Base Model Response: "Deep in the ancient woods stood a forest unlike any other. The trees whispered secrets in the wind, and golden fireflies danced between their branches..."
Auto Steer Response (steered for creativity): "Ideas ideas magical ideas forest ideas creative spark ideas thoughts flowing ideas imagination soaring ideas forest trees ideas magical thinking ideas creative flow ideas nature ideas inspiration ideas..."
This type of coherence breakdown, where the model gets stuck in repetitive patterns focusing on metadata terms related to the steering objective ("ideas", "creative"), was observed across multiple steering attempts.

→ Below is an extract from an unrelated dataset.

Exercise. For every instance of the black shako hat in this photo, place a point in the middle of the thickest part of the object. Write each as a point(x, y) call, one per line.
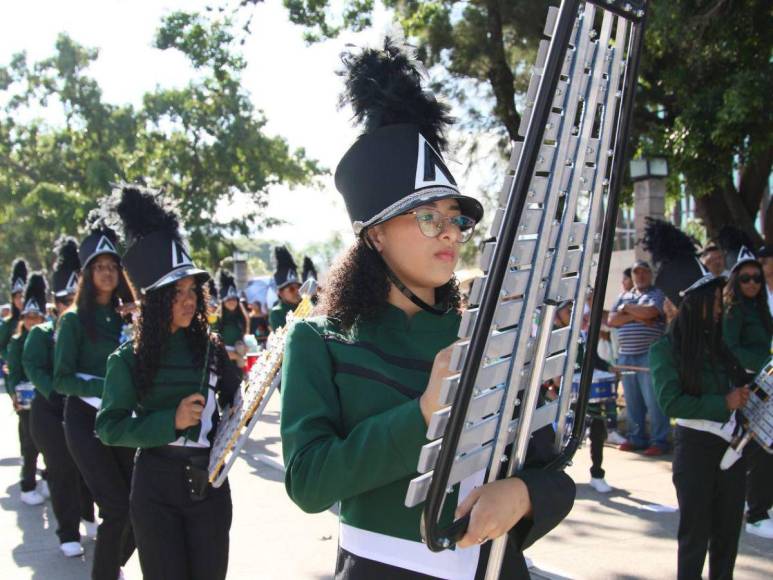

Other common failure modes included:
- Semantic drift: The model maintaining grammatical correctness but drifting off-topic
- Style-content conflicts: The model successfully adopting the requested style but at the expense of not conveying meaningful information
- Over-optimization: The model focusing so intensely on the steered behavior that it sacrifices basic communication goals
These patterns suggest that current steering methods might be too "heavy-handed" in their manipulation of model behavior, sometimes overwhelming the model's learned patterns for generating coherent text. This points to the need for more nuanced steering approaches that can better balance behavioral objectives with fundamental text quality.
1 comments
Comments sorted by top scores.
comment by RogerDearnaley (roger-d-1) · 2025-05-15T23:45:43.793Z · LW(p) · GW(p)
Fascinating! I was excited when Goodfire's API came out (to the point of applying to work there), but have since been unable to take the time to explore this in more detail, so it's nice to read about someone doing so.
A few quick comments:
- An interesting analogy to steering generative vision diffusion models with LORAs: too little steering doesn't produce a sufficient and consistent effect, too much degrade image quality and coherence, the challenge is to try to find a sweet spot that gives you sufficiently consistent results without much degradation of image quality. This often involves searching a space of multiple metaparameters — something that there are good automated systems for.
- Another possibility with the SAE control approach is steer not by applying activations to the model, but by monitoring the activations of the model during repeated generation and doing a filtering or best-of-N approach (either wanting particular activations to happen, or not happen). This has additional computation cost from retries, but should have much more limited effects on output coherence.
- The effects of a prompt can be overcome by further prompting influence in the input data, such as prompt-injection attacks. One of the hopes for activation engineering approaches is that it's more ongoing and could thus be more resistant to things like prompt injection. It would be interesting to try to gather clear evidence for or against this.